Hon. Peter Murray Rennell Rodd (16 April 1904 – 17 July 1968) was a British soldier, aid worker and film-maker. He was married to author Nancy Mitford from 1933 to 1957.

==Early life==
Rodd was born at 17, Stratford Place in London, the second son of Sir Rennell Rodd, a diplomat and politician who was ennobled in 1933 as Baron Rennell, and Lilias Georgina Guthrie (1864–1951). Among his siblings were Francis Rodd, 2nd Baron Rennell (who married the Hon. Mary Constance Vivian Smith), Evelyn Emmet, Baroness Emmet of Amberley (a Conservative politician and was created a life peer), Hon. Gloria Rodd (who married the painter Simon Elwes), and Hon. Gustaf Rodd (who married Yvonne Mary Marling, the youngest daughter of diplomat Sir Charles Murray Marling).

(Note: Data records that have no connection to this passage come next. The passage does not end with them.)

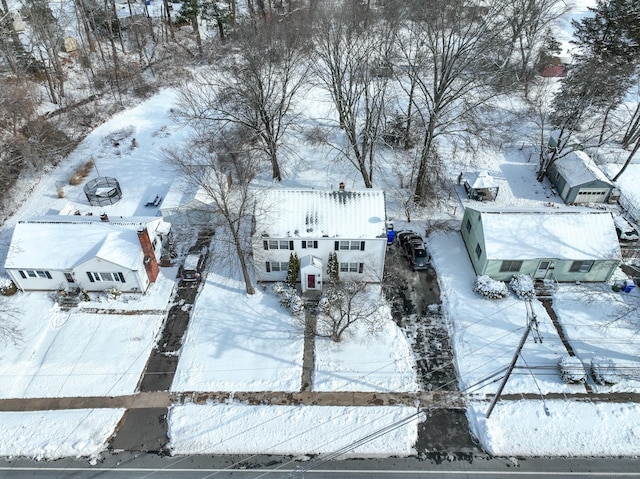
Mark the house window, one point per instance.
(351, 267)
(510, 266)
(111, 277)
(275, 266)
(581, 266)
(278, 244)
(35, 274)
(349, 245)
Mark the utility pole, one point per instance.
(532, 324)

His mother was the fourth daughter of James Alexander Guthrie, 4th Baron of Craigie and the former Elinor Stirling (a daughter of Adm. Sir James Stirling, Governor of Western Australia). His aunt, Rose Ellinor Guthrie, was the wife of Hon. Sir Cecil Edward Bingham (a younger son of Charles Bingham, 4th Earl of Lucan). His father was the only son of Maj. James Rennell Rodd of the Duke of Cornwall's Light Infantry, and the former Elizabeth Anne Thomson (a daughter of Dr. Anthony Todd Thomson). Through his father, he was a descendant of Adm. Sir John Tremayne Rodd and the geographer James Rennell.

He was educated at Wellington College and Balliol College, Oxford.

==Career==
Rodd followed no specific career and his views were erratic and changeable; having joined the British Union of Fascists in 1933, by the following year he was fiercely denouncing the movement. In 1938 he carried out humanitarian work in Perpignan on behalf of refugees from the Spanish Civil War. He was commissioned into the Welsh Guards in 1939, and during a varied war career saw service in Africa and Italy, attaining the rank of lieutenant-colonel. He was a major in the Welsh Guards reserve of officers, with the honorary rank of lieutenant-colonel, from 1951 until he reached the age limit in 1954. After the war he attempted unsuccessfully to become a film-maker; his one completed project, For Whom the Gate Tolls, shot in Spain, was a failure. Other than this, for the remainder of his years he lived a more or less idle life, mainly on handouts, mostly in Rome and finally in Malta, where he died in 1968.

==Personal life==
In 1933, Rodd was married to the novelist and socialite Nancy Mitford, daughter of David Freeman-Mitford, 2nd Baron Redesdale and one of the famous Mitford sisters. They divorced in 1957, although by then the marriage had been over in all but name for some years. Nancy, who was called "unabashedly snobbish and devastatingly witty" and her family nicknamed him "Prodd" or "the old toll-gater", from his skill at talking at great length on historical subjects such as turnpike roads.

Rodd died in Malta on 17 July 1968. Nancy died at her home in Versailles, France, in 1973.

==In media==
Rodd was portrayed by Jamie Blackley in the UKTV series Outrageous (2025).